Wednesday, April 18, 2018
What Is Love?
In 1993, Haddaway asked a question that is still asked in dance clubs all over the world. What is love? This Sunday, in 1 John 3, we hear some of the answer.
What is love? John writes, "We know love by this, that he laid down his life for us..." That is how we know love and what love is. Jesus' offering of himself for us is the defining demonstration. But that's not all. John isn't interested in simply telling us what love is. In face, he never uses that grammatical approach. Instead of defining love, he tells us what it means to love.
John writes, "We know love by this, that he laid down his life for us, and we ought to lay down our lives for one another." What does that mean? Does John mean that we should all die for each other? Maybe.
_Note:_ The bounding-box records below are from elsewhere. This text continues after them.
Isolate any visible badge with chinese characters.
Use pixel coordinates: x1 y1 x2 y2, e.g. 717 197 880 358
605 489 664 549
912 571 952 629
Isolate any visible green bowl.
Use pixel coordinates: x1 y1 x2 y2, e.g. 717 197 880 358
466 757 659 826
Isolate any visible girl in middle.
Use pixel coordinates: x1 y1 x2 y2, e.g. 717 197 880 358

But John goes on to show us what he has in mind: "How does God's love abide in anyone who has the world's goods and sees a brother or sister in need and yet refuses help?" Love is sacrifice for the sake of the other--not just on the cross but in our daily life.
John exhorts us to love "not only in word or speech but in truth and action." Not only. In premarital counseling, I ask couples to consider their "love languages." I ask, "When you are filled to overflowing with love for your beloved, how do you express that love to him or her?" There are five defined love languages: words, actions, gifts, time, and touch. I want each of them to name the way that they most naturally express love. Similarly, I want them to name the way in which they most effectively and profoundly receive love. More important than the specific love language, I want them to recognize when their preferences are different. If one spouse pours his heart out with loving words over and over, but the other spouse needs loving gifts like flowers or candy to feel it, it might help to recognize that--at least the concept--going into a long-term relationship. John captures some of that in his letter. Don't love ONLY with word or speech but also in truth and action. If we are truly filled with love, we will give of ourselves to another--not just our marital spouse but everyone whom we love in Jesus' name.
Toward the end of Sunday's reading, John takes it a step further: "And this is his commandment, that we should believe in the name of his Son Jesus Christ and love one another, just as he has commanded us." Notice that "commandment" is in the singular, but the content of that one commandment is dual. Jesus has given us one commandment: to believe in him and love one another. That's the same thing. If you believe in him you love one another. They go together. They are inseparable. What it means to be a Christian, what it means to be a follower of Jesus, is to believe and love. "How can God's love abide in anyone who has the world's goods and sees a brother or sister in need and yet refuses to help?" It can't.
In many Christian traditions, 95% of the emphasis is placed on belief and 5% is placed on everything else. "Do you really, really, really believe unwaveringly and undoubtedly in Jesus?" they seem to ask without any mention of how that belief manifests itself in love. Maybe there are better ways to test our faith. We can't be good to others and earn our way to heaven. But we aren't a part of God's kingdom if love for others is not manifest in our hearts. How do you know that you believe in Jesus? Instead of unwavering intellectual assent, it looks like unwavering charitable service. I suspect that John and the other first Christians would be confused if they heard the way we talk about faith without also talking about love. I suspect that Jesus would wonder how so many of his followers have forgotten what following him really means.